Auszeiten ja oder nein?

Ohne Struktur keine Dissertation. Vor allem Doktoranden, die nebenbei arbeiten, können hier an ihre Grenzen kommen, ganz besonders, wenn sie einer anspruchsvollen Teilzeittätigkeit nachgehen. Grundsätzlich ist es sinnvoll, sich jeden Tag mit der Dissertation zu befassen. Auch wenn nach einem anstrengenden Arbeitstag mit keinen großen Fortschritten zu rechnen ist. Das Nachlesen der letzten Zeilen oder das Zurechtlegen und Sortieren der letzten Unterlagen und Notizen hilft dem Gedächtnis und verhindert, dass der „Faden verlorengeht“. Wer mehrere Tage unterbricht, muss damit rechnen, dass er sich erst wieder mühsam einarbeiten muss. 

Plagiate verhindern!

Ein Plagiat ist Raub fremden geistigen Eigentums. Das muss keine Absicht sein. Wer einer faszinierenden Veröffentlichung mit brillanten Gedanken folgt, läuft auch Gefahr, einen Teil davon im späteren Verlauf in die eigenen Erkenntnisse einfließen zu lassen, ohne einen sauberen Schnitt zu den Quellen zu ziehen. Das kann die Promotion kosten. Da Dissertationen generell sehr umfangreich sind, müssen sich Doktoranden sehr darauf konzentrieren, genau diesen Fehler zu vermeiden. Eine Plagiatsprüfung ist daher unerlässlich. Dabei helfen oft auch Studienkollegen beim gegenseitigen Überprüfen von Textstellen und Fußnoten.

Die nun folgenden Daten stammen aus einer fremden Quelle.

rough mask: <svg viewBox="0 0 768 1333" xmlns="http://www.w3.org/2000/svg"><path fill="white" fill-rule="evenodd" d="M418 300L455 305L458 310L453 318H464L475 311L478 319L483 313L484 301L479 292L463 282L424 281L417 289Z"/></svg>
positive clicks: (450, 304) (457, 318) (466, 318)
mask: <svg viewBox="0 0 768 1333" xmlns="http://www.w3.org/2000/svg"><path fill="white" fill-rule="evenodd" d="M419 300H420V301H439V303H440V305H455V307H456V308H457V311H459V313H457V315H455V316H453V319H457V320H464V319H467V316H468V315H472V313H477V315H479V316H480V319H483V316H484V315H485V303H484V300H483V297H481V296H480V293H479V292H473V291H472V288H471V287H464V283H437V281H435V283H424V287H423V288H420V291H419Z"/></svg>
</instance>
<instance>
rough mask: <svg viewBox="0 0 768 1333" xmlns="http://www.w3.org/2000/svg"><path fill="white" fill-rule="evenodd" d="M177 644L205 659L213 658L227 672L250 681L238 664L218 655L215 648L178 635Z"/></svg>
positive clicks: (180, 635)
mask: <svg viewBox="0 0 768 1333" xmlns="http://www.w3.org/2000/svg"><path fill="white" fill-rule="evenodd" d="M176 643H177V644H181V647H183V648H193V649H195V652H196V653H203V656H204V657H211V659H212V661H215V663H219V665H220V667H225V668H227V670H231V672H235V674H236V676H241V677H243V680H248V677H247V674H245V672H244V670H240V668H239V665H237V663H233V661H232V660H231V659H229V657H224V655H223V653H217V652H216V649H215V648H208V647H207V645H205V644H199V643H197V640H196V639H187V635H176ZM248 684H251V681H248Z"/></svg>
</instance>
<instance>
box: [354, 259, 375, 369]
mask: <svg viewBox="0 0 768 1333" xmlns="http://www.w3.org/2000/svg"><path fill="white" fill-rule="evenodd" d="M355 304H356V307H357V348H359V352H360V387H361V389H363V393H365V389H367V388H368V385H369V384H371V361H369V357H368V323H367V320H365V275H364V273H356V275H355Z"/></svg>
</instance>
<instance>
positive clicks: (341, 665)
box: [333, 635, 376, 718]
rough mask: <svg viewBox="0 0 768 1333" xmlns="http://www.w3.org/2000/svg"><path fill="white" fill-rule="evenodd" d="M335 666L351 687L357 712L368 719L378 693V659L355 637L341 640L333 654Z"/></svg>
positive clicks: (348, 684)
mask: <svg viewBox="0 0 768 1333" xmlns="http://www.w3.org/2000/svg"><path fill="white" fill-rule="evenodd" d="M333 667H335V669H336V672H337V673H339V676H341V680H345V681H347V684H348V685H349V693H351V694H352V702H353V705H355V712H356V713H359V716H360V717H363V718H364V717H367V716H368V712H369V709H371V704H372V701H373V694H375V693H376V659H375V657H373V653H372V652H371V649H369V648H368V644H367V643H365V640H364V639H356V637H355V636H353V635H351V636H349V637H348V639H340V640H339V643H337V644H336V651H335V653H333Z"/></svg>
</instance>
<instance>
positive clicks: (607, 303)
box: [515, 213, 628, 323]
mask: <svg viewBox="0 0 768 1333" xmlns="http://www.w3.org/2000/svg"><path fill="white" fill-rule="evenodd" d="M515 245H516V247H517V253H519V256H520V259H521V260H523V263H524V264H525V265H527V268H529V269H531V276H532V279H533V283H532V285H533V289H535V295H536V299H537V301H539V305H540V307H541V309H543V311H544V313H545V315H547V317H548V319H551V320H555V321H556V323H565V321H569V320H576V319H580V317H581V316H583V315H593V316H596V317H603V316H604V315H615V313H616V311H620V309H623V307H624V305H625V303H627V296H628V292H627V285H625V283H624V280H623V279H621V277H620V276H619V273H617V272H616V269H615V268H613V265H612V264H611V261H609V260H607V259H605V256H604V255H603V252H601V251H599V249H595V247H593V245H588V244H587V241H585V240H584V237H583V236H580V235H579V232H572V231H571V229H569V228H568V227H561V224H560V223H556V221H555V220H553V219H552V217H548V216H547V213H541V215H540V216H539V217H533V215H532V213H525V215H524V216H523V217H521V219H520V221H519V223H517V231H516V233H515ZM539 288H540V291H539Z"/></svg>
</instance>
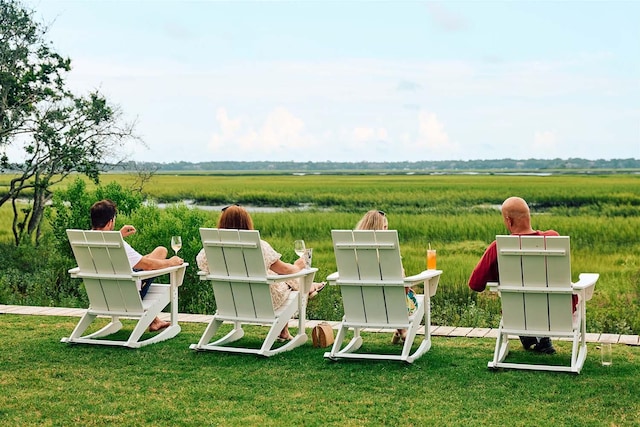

Es ist geschafft – Zeit für das Lektorat

Ob ein Lektorat erlaubt ist oder nicht, hängt vom Umfang der Tätigkeit ab. Es ist erlaubt, eine Dissertation Korrekturlesen zu lassen. Der wissenschaftliche Gehalt darf dabei aber nicht berührt werden. Erlaubt sind auch Korrekturen bei der Formatierung und bei Tippfehlern. Auch das Überprüfen der einheitlichen Schreibweise von Begriffen ist zulässig. Problematisch hingegen ist eine Überarbeitung des Schreibstils. Auch die Gliederung, das Quellenverzeichnis und Argumentationen dürfen nicht verändert werden. Für ein erlaubtes Lektorat kommen professionelle Anbieter oder auch vertraute und fachkundige Personen infrage. Es ist zu empfehlen, Doktorvater oder Doktormutter vor dem Lektorat nach den Grenzen des Erlaubten zu fragen und sich strikt daran zu halten. Das gilt besonders bei anspruchsvollen fremdsprachlichen Dissertationen.